The Church of the Annunciation is a beautiful and unique Greek Orthodox Church, that combines harmoniously two traditions: externally the ancient Ionian temple and internally a byzantine basilica.
More than the lighthouse of Orthodox worship for the Hellenic community in Bucharest, much more than a landmark of its city, the Church of the Annunciation encapsulates a precious piece of Greek history of the 19th century diaspora; Harokopos, Zappas, Dragoumis, Halepas, Maraslis, Liokis-Leivadas, Chrissovelonis, Tombros, some of the prominent Greeks without whose efforts our church would not exist.
The Hellenic community in Bucharest was formally recognized in 1874 under the name “Orphaeus“ and set as its first priority the founding of a church where liturgies would be in greek, fulfilling the spiritual needs of the community. It would take about 25 years before the idea would materialize.
May 15th, 1883: in the home of the Greek ambassador Marcos Dragoumis, a Committee consisting of the ambassador as President, Constantinos Zappas (Vice-President), Nicolaos Chrissovelonis (Treasurer) and four other members decide to raise funds to build a church.
Turning a decision into reality faced many problems: uniting the Hellenic community, raising the necessary funds, securing the appropriate location, obtaining government permits. Sixteen years have gone by since the “Decision” and no material progress. So, in 1890-91 members of the community establish the “Annunciation” society to provide impetus.
The perennial funding issue was finally solved in January 1898. Under the condition of maintaining anonymity for a year, a prominent member of the community, an immigrant from the island of Kefalonia, promises the Charge d’Affaires of the Embassy that he will provide exclusively all necessary funds.
25 March 1899: on Greece’s national day, the day of the Annunciation, after the liturgy at Stavropoleos church members of the community go to Pache Protopopescu street to attend the blessing of laying the foundation stone of the Church at its current location.
Long before the blessing of the founding stone, the Press had published that, externally, the Church would resemble the “Theseion”, including a “peristyle” from pentelic marble. Analysing the drawings by the architect A. Lardel and the actual building, it is evident that the construction of the church does not deviate from the original design.

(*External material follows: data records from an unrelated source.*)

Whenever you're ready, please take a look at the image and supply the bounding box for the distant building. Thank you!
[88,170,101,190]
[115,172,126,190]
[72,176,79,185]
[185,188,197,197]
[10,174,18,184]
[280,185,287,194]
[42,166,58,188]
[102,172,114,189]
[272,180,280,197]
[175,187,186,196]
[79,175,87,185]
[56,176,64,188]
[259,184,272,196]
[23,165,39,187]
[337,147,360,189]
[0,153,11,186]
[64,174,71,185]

On March 25th, 1901, on Palm Sunday, the same day as the Greece national day, the first Liturgy in the Church of the Annunciation was held. The Greek Ambasador Gheorghios A. Arghiropoulos was present, in the middle of a very large and enthusiastic congregation.

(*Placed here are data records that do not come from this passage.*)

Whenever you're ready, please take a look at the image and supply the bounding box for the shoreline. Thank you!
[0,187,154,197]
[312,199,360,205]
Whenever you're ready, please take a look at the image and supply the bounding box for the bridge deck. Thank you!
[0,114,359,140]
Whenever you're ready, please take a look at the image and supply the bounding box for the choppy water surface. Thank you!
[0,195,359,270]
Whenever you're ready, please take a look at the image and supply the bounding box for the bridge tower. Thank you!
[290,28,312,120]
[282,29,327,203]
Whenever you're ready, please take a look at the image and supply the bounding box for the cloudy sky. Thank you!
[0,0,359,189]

Chalepas, Metaxas, Tombros, Liokis-Leivadas all “lent a hand” in the making of the church.
The first priest of the Greek Church was Archimandrite Jean Nicodemus, who served from 1901 until 1925. Others will follow, equally dedicated to serve their higher purpose.
Mixed conceptual elements which converge into an unique architectural achievement.
The community is growing again due to new arrivals from Greece. Holy Liturgy is attended regularly by families with young children, Romanians with Greek heritage and others who appreciate the authentic byzantine ritual and serenity.